1

Assume I have a string,

"I want that one, it is great."

I want to split up this string to be

["I", "want", "that", "one", ",", "it", "is", "great", "."]

Keeping special characters such as ",.:;" and possibly other ones to be treated as a separate word.

Is there any easy way to do this with Python 2.7?

Update

For an example such as "I don't.", it should be ["I", "don", "'", "t", "."]. It would ideally work with non-English punctuations such as ؛ and others.

Mohamed Taher Alrefaie
  • 15,698
  • 9
  • 48
  • 66

4 Answers4

1

See here for a similar question. The answer there applies to you as well:

import re
print re.split('(\W)', "I want that one, it is great.")
print re.split('(\W)', "I don't.")

You can remove the spaces and empty strings returned by re.split using a filter:

s = "I want that one, it is great."
print filter(lambda _: _ not in [' ', ''], re.split('(\W)', s))
Community
  • 1
  • 1
Greg Sadetsky
  • 4,863
  • 1
  • 38
  • 48
1

You can use Regex and a simple list comprehension to do this. The regex will pull out words and separate punctuation, and the list comprehension will remove the blank spaces.

import re
s = "I want that one, it is great. Don't do it."
new_s = [c.strip() for c in re.split('(\W+)', s) if c.strip() != '']
print new_s

The output of new_s will be:

['I', 'want', 'that', 'one', ',', 'it', 'is', 'great', '.', 'Don', "'", 't', 'do', 'it', '.']
Dan
  • 4,488
  • 5
  • 48
  • 75
1
In [70]: re.findall(r"[^,.:;' ]+|[,.:;']", "I want that one, it is great.")
Out[70]: ['I', 'want', 'that', 'one', ',', 'it', 'is', 'great', '.']

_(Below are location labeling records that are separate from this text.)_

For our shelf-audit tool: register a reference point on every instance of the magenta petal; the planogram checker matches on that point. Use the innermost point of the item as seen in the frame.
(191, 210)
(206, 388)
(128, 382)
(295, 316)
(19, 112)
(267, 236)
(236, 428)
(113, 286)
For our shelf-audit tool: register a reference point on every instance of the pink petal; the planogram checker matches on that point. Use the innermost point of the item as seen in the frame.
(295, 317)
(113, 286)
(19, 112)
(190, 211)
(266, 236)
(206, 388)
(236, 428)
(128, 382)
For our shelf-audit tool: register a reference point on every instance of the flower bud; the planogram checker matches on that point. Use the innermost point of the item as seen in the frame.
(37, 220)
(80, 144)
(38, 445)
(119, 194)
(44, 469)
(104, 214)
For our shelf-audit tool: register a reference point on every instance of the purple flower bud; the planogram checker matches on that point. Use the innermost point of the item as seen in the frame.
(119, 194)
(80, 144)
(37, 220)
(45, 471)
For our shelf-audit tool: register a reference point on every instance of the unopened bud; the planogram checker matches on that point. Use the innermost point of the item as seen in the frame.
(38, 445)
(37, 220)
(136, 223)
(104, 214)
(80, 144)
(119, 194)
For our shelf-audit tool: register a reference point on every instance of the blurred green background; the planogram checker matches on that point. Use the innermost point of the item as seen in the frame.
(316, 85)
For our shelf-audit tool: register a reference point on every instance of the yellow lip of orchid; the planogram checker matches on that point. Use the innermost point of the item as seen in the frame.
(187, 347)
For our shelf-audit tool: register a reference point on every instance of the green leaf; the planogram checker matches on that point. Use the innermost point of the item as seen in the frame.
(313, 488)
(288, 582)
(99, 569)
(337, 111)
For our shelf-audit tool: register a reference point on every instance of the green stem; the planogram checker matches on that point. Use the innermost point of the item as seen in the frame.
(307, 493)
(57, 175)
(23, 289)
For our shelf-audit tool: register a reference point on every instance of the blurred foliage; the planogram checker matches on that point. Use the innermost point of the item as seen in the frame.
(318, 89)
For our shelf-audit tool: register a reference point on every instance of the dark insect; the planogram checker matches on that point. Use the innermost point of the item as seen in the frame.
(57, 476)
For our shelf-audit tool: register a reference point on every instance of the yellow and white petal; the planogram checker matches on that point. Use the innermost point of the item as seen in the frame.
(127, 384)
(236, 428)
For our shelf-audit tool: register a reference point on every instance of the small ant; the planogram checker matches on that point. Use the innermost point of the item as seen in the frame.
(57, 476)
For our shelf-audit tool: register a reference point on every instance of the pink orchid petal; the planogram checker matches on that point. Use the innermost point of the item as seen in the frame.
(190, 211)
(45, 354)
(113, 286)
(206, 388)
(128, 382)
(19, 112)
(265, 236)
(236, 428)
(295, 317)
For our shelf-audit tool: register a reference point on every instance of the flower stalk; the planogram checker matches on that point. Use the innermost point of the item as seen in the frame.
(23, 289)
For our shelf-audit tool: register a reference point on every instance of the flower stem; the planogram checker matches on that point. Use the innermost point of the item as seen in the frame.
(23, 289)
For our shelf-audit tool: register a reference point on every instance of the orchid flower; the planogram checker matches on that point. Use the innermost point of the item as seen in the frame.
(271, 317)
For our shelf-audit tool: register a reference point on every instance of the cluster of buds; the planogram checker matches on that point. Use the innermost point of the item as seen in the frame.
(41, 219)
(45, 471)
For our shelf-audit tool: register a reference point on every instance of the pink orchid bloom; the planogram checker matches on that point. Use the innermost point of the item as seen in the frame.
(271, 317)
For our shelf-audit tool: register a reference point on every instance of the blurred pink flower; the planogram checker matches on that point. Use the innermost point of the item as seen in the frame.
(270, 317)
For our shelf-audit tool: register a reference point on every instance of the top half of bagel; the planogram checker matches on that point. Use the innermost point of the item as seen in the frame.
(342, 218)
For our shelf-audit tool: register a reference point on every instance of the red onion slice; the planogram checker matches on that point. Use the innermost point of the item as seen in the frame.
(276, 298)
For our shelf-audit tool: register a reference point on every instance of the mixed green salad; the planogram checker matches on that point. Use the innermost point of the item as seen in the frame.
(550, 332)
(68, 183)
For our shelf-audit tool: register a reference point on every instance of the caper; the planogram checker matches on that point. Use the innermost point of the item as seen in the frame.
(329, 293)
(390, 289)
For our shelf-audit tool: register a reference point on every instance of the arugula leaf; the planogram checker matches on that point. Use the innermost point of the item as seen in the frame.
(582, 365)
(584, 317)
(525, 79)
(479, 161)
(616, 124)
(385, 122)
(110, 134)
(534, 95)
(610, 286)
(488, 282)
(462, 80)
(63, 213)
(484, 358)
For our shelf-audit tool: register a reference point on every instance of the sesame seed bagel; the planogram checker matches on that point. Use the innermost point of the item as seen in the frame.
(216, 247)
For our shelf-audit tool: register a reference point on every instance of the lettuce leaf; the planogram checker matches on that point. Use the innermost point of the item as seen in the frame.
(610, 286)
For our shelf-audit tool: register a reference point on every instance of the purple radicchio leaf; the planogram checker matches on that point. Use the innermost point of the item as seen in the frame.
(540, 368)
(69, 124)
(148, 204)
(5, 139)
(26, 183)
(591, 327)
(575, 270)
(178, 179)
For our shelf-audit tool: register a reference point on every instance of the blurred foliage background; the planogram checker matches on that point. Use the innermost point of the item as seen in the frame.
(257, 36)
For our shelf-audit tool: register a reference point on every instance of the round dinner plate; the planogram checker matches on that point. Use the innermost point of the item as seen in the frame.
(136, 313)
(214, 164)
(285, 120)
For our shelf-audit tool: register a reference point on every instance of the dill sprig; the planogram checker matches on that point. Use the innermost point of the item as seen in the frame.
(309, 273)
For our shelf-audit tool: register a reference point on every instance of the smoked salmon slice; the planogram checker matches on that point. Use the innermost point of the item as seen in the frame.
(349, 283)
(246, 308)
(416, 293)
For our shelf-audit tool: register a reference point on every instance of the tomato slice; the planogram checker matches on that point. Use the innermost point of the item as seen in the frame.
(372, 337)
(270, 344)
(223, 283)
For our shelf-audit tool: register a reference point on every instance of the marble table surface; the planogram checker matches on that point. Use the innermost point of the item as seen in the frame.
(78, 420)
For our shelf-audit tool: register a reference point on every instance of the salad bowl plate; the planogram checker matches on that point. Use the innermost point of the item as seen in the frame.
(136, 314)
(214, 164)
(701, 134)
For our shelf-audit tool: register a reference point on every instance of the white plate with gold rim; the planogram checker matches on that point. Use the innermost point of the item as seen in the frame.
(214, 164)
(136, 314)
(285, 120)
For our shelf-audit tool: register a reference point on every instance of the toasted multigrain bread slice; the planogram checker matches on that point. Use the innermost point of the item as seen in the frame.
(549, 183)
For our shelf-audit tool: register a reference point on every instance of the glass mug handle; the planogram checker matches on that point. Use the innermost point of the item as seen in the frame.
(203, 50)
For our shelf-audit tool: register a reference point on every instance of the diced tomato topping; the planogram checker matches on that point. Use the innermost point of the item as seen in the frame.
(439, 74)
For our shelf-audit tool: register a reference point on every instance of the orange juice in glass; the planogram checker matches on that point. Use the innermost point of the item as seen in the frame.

In [76]: re.findall(r"[^,.:;' ]+|[,.:;']", "I don't.")
Out[76]: ['I', 'don', "'", 't', '.']

The regex [^,.:;' ]+|[,.:;'] matches (1-or-more characters other than ,, ., :, ;, ' or a literal space), or (the literal characters ,, ., :, ;, or ').


Or, using the regex module, you could easily expand this to include all punctuation and symbols by using the [:punct:] character class:

In [77]: import regex

In Python2:

In [4]: regex.findall(ur"[^[:punct:] ]+|[[:punct:]]", u"""A \N{ARABIC SEMICOLON} B""")
Out[4]: [u'A', u'\u061b', u'B']

In [6]: regex.findall(ur"[^[:punct:] ]+|[[:punct:]]", u"""He said, "I don't!" """)
Out[6]: [u'He', u'said', u',', u'"', u'I', u'don', u"'", u't', u'!', u'"']

In Python3:

In [105]: regex.findall(r"[^[:punct:] ]+|[[:punct:]]", """A \N{ARABIC SEMICOLON} B""")
Out[105]: ['A', '؛', 'B']

In [83]: regex.findall(r"[^[:punct:] ]+|[[:punct:]]", """He said, "I don't!" """)
Out[83]: ['He', 'said', ',', '"', 'I', 'don', "'", 't', '!', '"']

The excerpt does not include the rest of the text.